Supporters of the tax argue that without it, Kansas City would be forced to slash public safety or raise other taxes. It’s a claim they repeat every time. But that framing obscures the real problem. Even with the earnings tax in place, the city faces a deficit of $55 million or more. One reason is that roughly $120 million a year is diverted to subsidies for headquarters, data centers, entertainment districts, hotels and other private developments — and perhaps soon a new downtown stadium.

The problem is spending. Many comparable municipalities deliver core services without imposing an earnings tax. Kansas City leaders could do the same — they just refuse to.

The usual business groups will line up behind renewal. Many of their leaders neither live nor work in the city and therefore do not pay the tax. None have reason to disrupt a system that serves them well.

In 2011, Burns & McDonnell’s then-CEO publicly said he was proud to pay the earnings tax. Three years later, he sought to have a portion of his company’s earnings tax payments returned to finance a new corporate headquarters. As a reporter for The Pitch observed, future “city and civic (leaders) will implore voters to retain the tax to fund basic city services, but voters should also know that it’s a money pool for corporate tax incentives.” This is still true today.

Despite the incentives, Kansas City’s growth has lagged behind our neighbors for years. The earnings tax may not be the sole cause, but it is a significant contributor.

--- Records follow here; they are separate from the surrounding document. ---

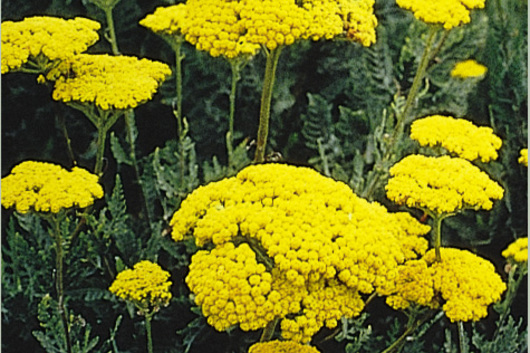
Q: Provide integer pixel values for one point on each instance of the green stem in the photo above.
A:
(416, 83)
(59, 282)
(176, 44)
(236, 68)
(462, 338)
(438, 236)
(266, 96)
(268, 331)
(148, 332)
(112, 31)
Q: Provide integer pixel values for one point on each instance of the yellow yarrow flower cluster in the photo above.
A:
(517, 251)
(317, 239)
(147, 285)
(468, 68)
(44, 39)
(441, 184)
(458, 136)
(232, 28)
(46, 187)
(523, 159)
(109, 82)
(466, 283)
(449, 13)
(281, 347)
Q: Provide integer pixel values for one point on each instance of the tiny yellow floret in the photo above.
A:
(449, 13)
(281, 347)
(109, 82)
(44, 41)
(147, 285)
(46, 187)
(517, 251)
(468, 68)
(523, 159)
(458, 136)
(441, 184)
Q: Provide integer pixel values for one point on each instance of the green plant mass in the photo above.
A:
(264, 176)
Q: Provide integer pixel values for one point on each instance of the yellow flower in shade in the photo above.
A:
(232, 28)
(468, 68)
(147, 285)
(290, 244)
(109, 82)
(281, 347)
(441, 184)
(517, 251)
(39, 41)
(463, 283)
(458, 136)
(449, 13)
(523, 159)
(46, 187)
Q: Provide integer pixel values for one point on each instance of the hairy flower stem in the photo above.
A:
(112, 31)
(148, 318)
(416, 83)
(265, 107)
(176, 44)
(59, 282)
(235, 66)
(462, 338)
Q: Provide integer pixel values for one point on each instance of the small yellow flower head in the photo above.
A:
(458, 136)
(517, 251)
(320, 245)
(46, 187)
(109, 82)
(468, 68)
(523, 159)
(449, 13)
(45, 39)
(281, 347)
(441, 184)
(466, 283)
(147, 285)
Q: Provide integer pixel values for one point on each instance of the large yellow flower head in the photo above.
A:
(46, 187)
(468, 68)
(523, 158)
(449, 13)
(292, 244)
(463, 283)
(147, 285)
(458, 136)
(38, 41)
(281, 347)
(441, 184)
(232, 28)
(517, 251)
(109, 82)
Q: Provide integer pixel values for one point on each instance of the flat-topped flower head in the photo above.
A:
(523, 159)
(313, 248)
(233, 28)
(458, 136)
(441, 184)
(146, 285)
(109, 82)
(46, 187)
(35, 42)
(281, 347)
(463, 283)
(449, 13)
(517, 251)
(468, 68)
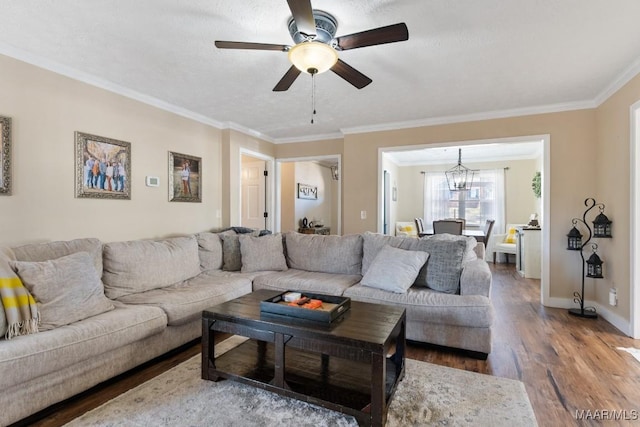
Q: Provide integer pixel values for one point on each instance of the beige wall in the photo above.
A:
(46, 110)
(312, 173)
(613, 189)
(395, 180)
(288, 221)
(572, 141)
(589, 157)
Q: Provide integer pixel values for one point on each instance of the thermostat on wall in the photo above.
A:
(153, 181)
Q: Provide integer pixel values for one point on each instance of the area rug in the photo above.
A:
(429, 395)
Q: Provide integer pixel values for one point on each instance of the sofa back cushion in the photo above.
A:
(67, 289)
(442, 270)
(324, 254)
(141, 265)
(37, 252)
(264, 253)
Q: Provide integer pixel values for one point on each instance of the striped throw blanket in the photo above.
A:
(20, 308)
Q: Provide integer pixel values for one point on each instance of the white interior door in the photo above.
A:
(253, 194)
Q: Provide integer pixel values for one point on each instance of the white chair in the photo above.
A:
(406, 229)
(503, 243)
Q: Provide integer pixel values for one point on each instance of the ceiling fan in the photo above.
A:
(316, 50)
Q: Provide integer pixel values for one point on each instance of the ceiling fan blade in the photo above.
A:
(287, 80)
(247, 45)
(350, 74)
(303, 15)
(381, 35)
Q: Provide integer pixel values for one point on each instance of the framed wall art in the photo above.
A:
(103, 167)
(185, 178)
(5, 156)
(306, 191)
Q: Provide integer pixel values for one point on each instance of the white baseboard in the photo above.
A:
(602, 310)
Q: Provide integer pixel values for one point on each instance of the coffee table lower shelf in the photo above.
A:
(330, 382)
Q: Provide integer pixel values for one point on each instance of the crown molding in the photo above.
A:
(624, 78)
(310, 138)
(107, 85)
(489, 115)
(248, 131)
(21, 55)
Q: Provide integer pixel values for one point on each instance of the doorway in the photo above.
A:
(410, 202)
(253, 191)
(256, 194)
(320, 172)
(635, 218)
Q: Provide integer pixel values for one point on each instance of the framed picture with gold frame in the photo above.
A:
(5, 156)
(185, 178)
(103, 167)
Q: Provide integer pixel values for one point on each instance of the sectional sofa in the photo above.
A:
(108, 307)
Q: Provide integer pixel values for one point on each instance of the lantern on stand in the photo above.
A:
(593, 265)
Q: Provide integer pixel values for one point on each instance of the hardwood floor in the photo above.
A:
(567, 364)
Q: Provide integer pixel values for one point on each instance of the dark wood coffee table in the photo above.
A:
(352, 365)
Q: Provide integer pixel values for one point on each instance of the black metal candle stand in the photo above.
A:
(602, 226)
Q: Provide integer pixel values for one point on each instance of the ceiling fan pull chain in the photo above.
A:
(313, 96)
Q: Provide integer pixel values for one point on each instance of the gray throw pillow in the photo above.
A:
(441, 272)
(210, 249)
(66, 289)
(231, 255)
(394, 270)
(264, 253)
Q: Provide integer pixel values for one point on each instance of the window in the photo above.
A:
(485, 199)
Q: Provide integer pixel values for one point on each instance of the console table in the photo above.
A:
(528, 252)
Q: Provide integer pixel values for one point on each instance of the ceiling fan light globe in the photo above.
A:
(316, 56)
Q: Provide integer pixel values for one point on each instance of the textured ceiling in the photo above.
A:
(464, 58)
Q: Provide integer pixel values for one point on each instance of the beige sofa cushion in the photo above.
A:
(394, 270)
(428, 306)
(324, 254)
(141, 265)
(310, 281)
(67, 289)
(31, 357)
(53, 250)
(184, 302)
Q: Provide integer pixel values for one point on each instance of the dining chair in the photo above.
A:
(419, 226)
(464, 221)
(447, 226)
(488, 227)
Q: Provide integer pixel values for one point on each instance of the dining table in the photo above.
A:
(471, 232)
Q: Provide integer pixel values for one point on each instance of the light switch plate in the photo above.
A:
(153, 181)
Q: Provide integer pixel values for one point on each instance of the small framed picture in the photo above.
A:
(306, 191)
(103, 167)
(185, 178)
(5, 156)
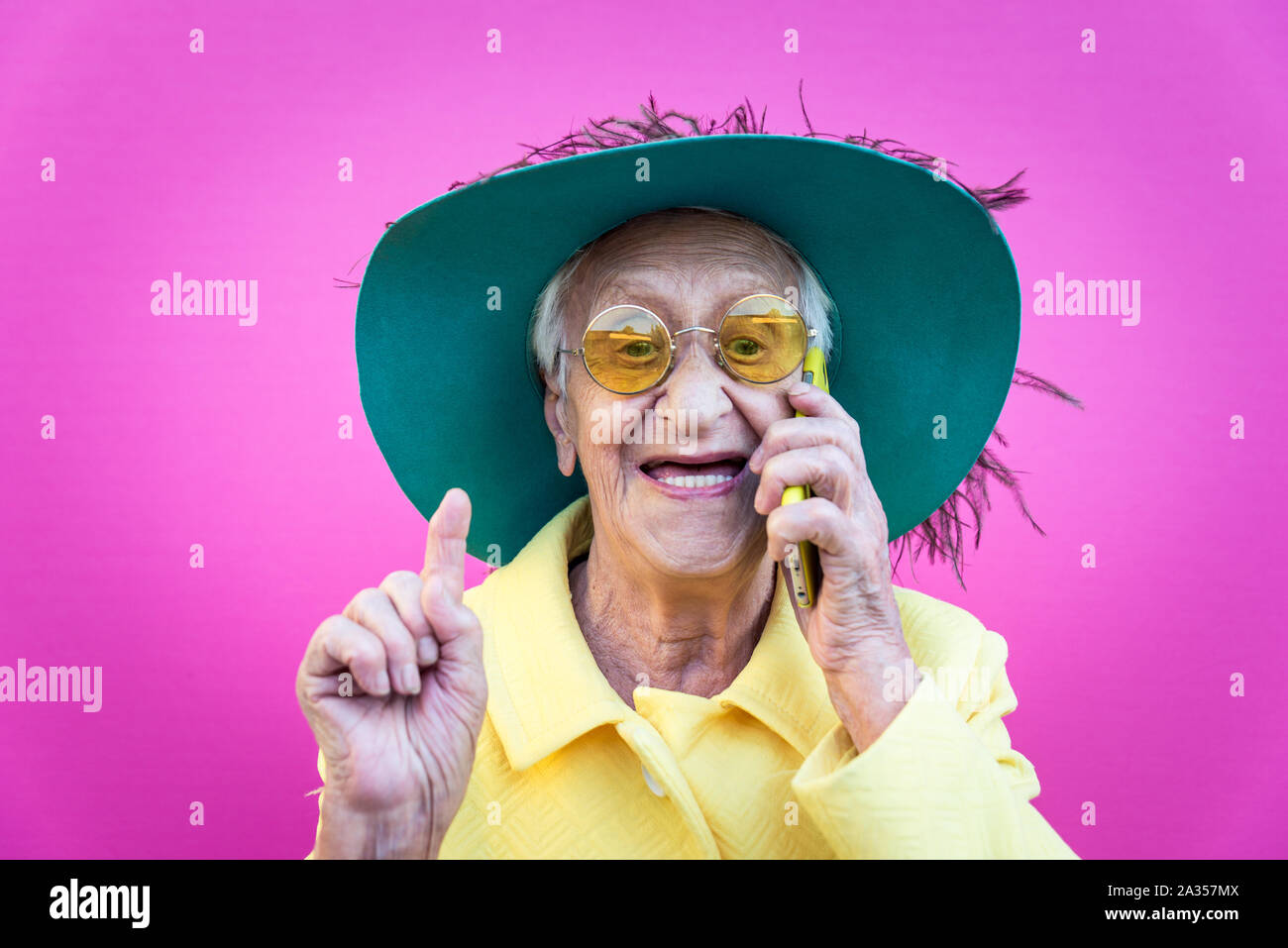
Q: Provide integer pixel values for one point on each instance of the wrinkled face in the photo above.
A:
(682, 500)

A yes vote would preserve a tax that falls hardest on workers while enabling continued diversion of public dollars to the politically favored. A no vote would phase out the tax over a decade so that Kansas City can pursue a fairer and more disciplined approach to taxation and spending — one that broadens opportunity rather than narrowing it.

Phasing out the earnings tax would not solve every challenge facing Kansas City, but it would align tax policy with the city’s stated commitments to growth, fairness and fiscal responsibility.

City leaders have shown little willingness to curb subsidies or reconsider spending priorities. This election gives voters the opportunity to require it.

Patrick Tuohey is co-founder of Better Cities Project, a 501(c)(3) nonprofit focused on municipal policy solutions, and a senior fellow at the Show-Me Institute, a 501(c)(3) nonprofit dedicated to Missouri state policy work.